One way for automation, is Elasticsearch Watcher. If you don’t have a commercial license, you could also easily accomplish this task with Spring Batch and a custom Tasklet Implementation using the official Elasticsearch Java Rest Client libraries.

For demonstration purpose, following Index and Mapping will be used:

DELETE test
PUT test
{
  "settings": {
    "number_of_shards": 1,
    "number_of_replicas": 0
  },
  "mappings": {
    "stats": {
       "_all": {
        "enabled": false
       },
      "properties": {
        "@timestamp": {
          "type": "date"
        },
        "channel": {
          "type": "keyword"
        },
        "logger": {
          "type": "keyword"
        },
        "value": {
          "type": "integer"
        },
        "ingest.agent": {
          "type": "keyword"
        },
        "ingest.time": {
          "type": "date"
        }
      }
    }
  }
}

Now the tricky part.
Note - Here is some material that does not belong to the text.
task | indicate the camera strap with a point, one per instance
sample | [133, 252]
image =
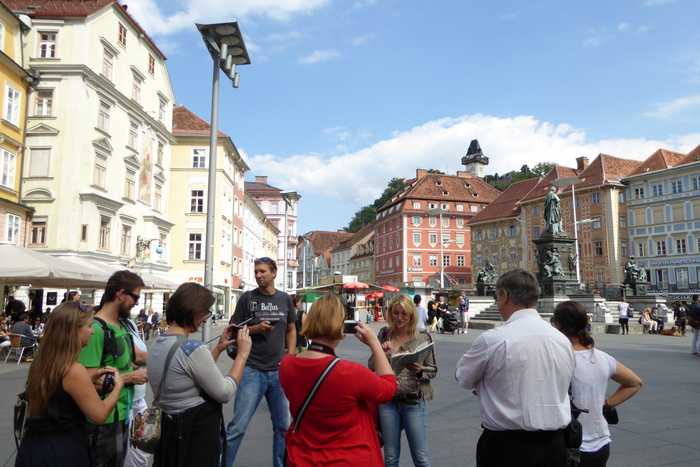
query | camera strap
[314, 389]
As index source I choose a specific index for testing. Use an alias in production instead. The action part is more interesting. The search aggregation results will be used as index payload to write a new document.
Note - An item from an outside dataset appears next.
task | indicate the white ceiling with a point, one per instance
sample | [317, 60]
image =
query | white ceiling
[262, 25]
Define watch for testing purpose on specific index

PUT /_xpack/watcher/watch/fraud-issuing-aggregations
{
  "input": {
    "search": {
      "request": {
        "indices": [
          "fraud-2017.08.20"
        ],
        "types": [
          "stats"
        ],
        "body": {
          "size": 0,
          "query": {
            "bool": {
              "must": [
                {
                  "match": {
                    "channel.keyword": "Issuing"
                  }
                },
                {
                  "match": {
                    "logger.keyword": "STA9101"
                  }
                }
              ]
            }
          },
          "aggs": {
            "trx_over_time": {
              "date_histogram": {
                "field": "@timestamp",
                "interval": "1h"
              },
              "aggs": {
                "sum_trx": {
                  "sum": {
                    "field": "value"
                  }
                }
              }
            }
          }
        }
      }
    }
  },
  "trigger": {
    "schedule": {
      "interval": "1d"
    }
  },
  "actions": {
    "index_payload": {
      "transform": {
        "script": {
          "lang": "painless",
          "source": """
          def docs = [];
def id = '';
def value = 0;
for(item in ctx.payload.aggregations.trx_over_time.buckets) {
def document = [
'_id': item.key,
'@timestamp': LocalDateTime.ofInstant(Instant.ofEpochMilli(item.key), ZoneOffset.UTC).atZone(ZoneId.of("Europe/Zurich")).toInstant().toEpochMilli(),
'value': item.sum_trx.value,
'logger': 'STA9101',
'channel': 'Issuing',
'ingest.time': ctx.execution_time,
'ingest.agent': 'watcher'
];
docs.add(document);}
return ['_doc' : docs];
          """
        }
      },
      "index": {
        "index": "test",
        "doc_type": "stats"
      }
    }
  }
}

Execute watch manually

POST _xpack/watcher/watch/fraud-issuing-aggregations/_execute

Query aggregated documents

GET test/_search
{
  "query": {"match_all": {}}
}

If everything works perfectly, we can adjust the watcher to do it for indices older than two weeks and remove the old indices. Therefore Elasticsearch Curator comes in handy, by assigning indices older than two weeks to a dedicated alias.